Day was a force on the course and in the stat book, topping the field in several key categories including greens in regulation (60 of 72), strokes gained putting, total strokes gained and all around ranking. If that wasn’t good enough, Day also ranked 2nd in birdies (21), 2nd in ball striking, and 2nd in scrambling, getting up and down on nine of the 12 greens he missed.

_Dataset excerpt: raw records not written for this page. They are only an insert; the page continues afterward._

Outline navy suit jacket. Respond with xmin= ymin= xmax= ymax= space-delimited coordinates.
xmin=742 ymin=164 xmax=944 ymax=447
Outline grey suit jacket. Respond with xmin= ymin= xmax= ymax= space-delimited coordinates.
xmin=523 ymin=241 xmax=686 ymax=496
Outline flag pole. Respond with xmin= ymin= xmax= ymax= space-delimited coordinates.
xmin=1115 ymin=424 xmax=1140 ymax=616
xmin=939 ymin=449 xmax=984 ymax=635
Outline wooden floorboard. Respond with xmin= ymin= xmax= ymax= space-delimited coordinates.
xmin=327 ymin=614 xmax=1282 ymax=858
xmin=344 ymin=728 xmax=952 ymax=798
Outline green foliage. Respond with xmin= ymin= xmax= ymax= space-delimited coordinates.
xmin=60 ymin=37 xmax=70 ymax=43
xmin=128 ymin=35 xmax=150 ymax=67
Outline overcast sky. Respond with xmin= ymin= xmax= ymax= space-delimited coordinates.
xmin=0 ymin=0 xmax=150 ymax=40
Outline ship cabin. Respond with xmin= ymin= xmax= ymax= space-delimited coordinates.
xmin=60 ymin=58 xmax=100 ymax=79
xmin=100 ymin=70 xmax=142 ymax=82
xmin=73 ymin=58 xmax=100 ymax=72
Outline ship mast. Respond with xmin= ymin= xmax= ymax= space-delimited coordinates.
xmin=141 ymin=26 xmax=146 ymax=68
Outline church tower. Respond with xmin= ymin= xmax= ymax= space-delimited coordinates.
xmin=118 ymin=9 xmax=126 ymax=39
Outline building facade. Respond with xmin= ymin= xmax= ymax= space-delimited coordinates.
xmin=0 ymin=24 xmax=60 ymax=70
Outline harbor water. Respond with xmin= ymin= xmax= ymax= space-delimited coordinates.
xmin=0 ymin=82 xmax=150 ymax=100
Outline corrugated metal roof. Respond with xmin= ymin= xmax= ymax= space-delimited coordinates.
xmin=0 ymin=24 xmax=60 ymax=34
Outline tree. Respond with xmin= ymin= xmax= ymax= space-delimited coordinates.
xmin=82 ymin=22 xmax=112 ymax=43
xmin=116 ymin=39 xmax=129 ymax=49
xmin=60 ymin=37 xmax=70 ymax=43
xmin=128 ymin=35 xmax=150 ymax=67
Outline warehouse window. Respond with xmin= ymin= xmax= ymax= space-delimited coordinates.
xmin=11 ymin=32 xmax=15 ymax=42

The win also guarantees the 27-year old a top-five points ranking heading into the Tour Championship, meaning that he controls his own destiny and will win the FedEx Cup with a victory at East Lake.
Day is the tenth player to win both a major championship and a FedEx Cup playoff event during their career, and just the fourth to do it in the same season, joining Adam Scott (2013 Masters Tournament, The Barclays), Rory McIlroy (2012 PGA Championship, Deutsche Bank Championship, BMW Championship), and Tiger Woods (2007 PGA Championship, BMW Championship, TOUR Championship.)
Day’s 8-under 62 on Sunday was the lowest final round score by a winner on Tour this season, supplanting 63s posted by Jim Furyk (RBC Heritage), Robert Streb (McGladrey Classic) and Jimmy Walker (Sony Open in Hawaii). The last winner to go lower was Tommy Gainey at the 2012 McGladrey, which he won with a final round 60. What’s more, Day played the final 36-holes in a total of 125 strokes, matching a Tour record shared by just four other players all time.
In his last five PGA Tour starts, Day has been under par in 19 of 20 rounds—and even par in the other one— while posting scores in the 60s 17 times for an overall combined score of 73-under par.
Jordan Spieth may have owned the first half of the season, but the second half belongs to Day. In his six events starting with the U.S. Open, Day has earned $5,150,770. Divide that by the number of shots he has taken (1,631), and you get $3,158.04 per stroke—otherwise known as a very productive summer.